Take a fillet of fish, a rising souffle mix in a pomegranate salad and a dash of charm and – voila – you have the perfect dish, an evening with James Martin.
Yep, the boy from Malton did good in his first live tour. It was a sell-out success in Bridlington where more than a 1,000 people came to see their local food hero.
He did what Paul Hollywood failed to do – sell out the Royal Hall. The Great British Bake Off star played to 500 fans – and Martin made sure Hollywood knew who was the star.
He took pictures of his audience and then texted the photos to the celebrity baker. Hollywood’s response was unrepeatable.
The appetite for cookery programmes and its presenters are still there – what Martin has that Hollywood has not are connections – local ones.

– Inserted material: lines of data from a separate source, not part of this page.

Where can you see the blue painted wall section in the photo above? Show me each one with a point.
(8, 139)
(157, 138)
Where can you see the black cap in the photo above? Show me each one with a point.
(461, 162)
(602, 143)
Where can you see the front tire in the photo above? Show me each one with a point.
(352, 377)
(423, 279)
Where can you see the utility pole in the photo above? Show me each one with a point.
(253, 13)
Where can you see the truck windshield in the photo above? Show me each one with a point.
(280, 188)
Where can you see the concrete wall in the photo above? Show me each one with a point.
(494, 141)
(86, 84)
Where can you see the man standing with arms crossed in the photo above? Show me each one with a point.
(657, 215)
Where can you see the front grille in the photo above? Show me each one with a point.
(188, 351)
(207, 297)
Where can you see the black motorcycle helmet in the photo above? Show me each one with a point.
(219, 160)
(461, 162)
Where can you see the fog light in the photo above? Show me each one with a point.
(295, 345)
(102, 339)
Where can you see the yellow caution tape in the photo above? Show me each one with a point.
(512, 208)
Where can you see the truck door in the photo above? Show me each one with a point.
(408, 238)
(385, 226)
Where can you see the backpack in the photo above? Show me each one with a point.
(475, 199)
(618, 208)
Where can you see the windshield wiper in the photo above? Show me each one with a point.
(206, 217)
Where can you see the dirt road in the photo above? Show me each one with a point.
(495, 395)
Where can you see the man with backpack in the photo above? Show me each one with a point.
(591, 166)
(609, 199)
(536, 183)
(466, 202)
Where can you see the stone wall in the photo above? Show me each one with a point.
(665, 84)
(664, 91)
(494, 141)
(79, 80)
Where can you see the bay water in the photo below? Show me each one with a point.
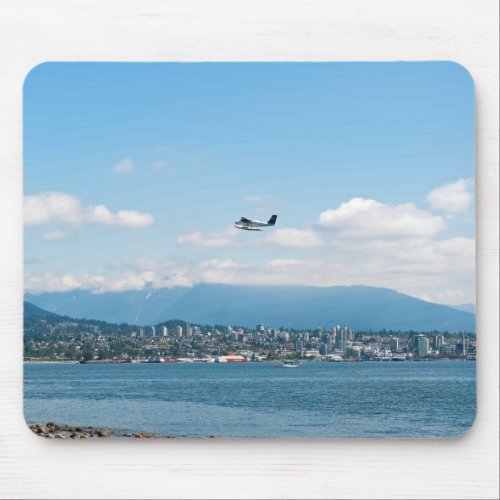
(426, 399)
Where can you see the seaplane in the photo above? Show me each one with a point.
(254, 225)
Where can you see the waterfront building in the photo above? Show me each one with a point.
(445, 350)
(341, 343)
(461, 347)
(421, 345)
(437, 341)
(394, 344)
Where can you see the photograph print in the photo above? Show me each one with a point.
(249, 250)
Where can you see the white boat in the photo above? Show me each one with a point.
(288, 363)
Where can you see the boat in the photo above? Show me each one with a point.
(289, 364)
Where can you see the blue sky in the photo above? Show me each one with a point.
(135, 173)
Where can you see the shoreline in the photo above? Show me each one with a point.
(52, 430)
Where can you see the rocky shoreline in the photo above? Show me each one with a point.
(52, 430)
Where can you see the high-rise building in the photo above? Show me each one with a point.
(461, 347)
(350, 333)
(437, 341)
(341, 343)
(394, 344)
(421, 345)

Born in a village in Ryedale, he attended local schools before attending what was then Scarborough Technical College to study catering.
He had every praise for his lecturers for teaching him straightforward culinary skills. At age 17 he headed for London to work for Marco Pierre White.
He has appeared on Ready Steady Cook and presents Home Comforts. His decision to quit Saturday Kitchen after 10 years caused a melt down from fans begging him to stay.
He did talk about that – but only to say what he already has: he’s quitting because he wants Saturday mornings to himself – not because of a dodgy sink.
But it is not just his local connections that endear him to us – Martin has natural charm. There’s no flirting with the flambe, crudeness with the crudites – just old-fashioned empathy. He is down to earth.
He is aware he is dishy – the word is used on some of his merchandise – but there is not a soupcon of arrogance about Martin just spoonfuls, large, of self-effacing humour.
There have been few salacious stories about him and women – and the man loves his mum who was in the audience with his sister (the butt of an hilarious story about olive stones).
Martin also keeps it real – he cooked up nine dishes altogether – no flair, no finesse – which I am sure he has but this was not a Michelin-starred occasion – but they looked good enough to eat.
The blow-torched mackerel, salmon mousse, garlic butter chicken and Swiss roll were put together in minutes.
Martin engaged with his audience in a question and answer session – but more just by chatting to them – and thanking them for years of support.
His finale – won’t spoil it in case you are going – but it was wonderfully funny and in keeping with his have-ago personality.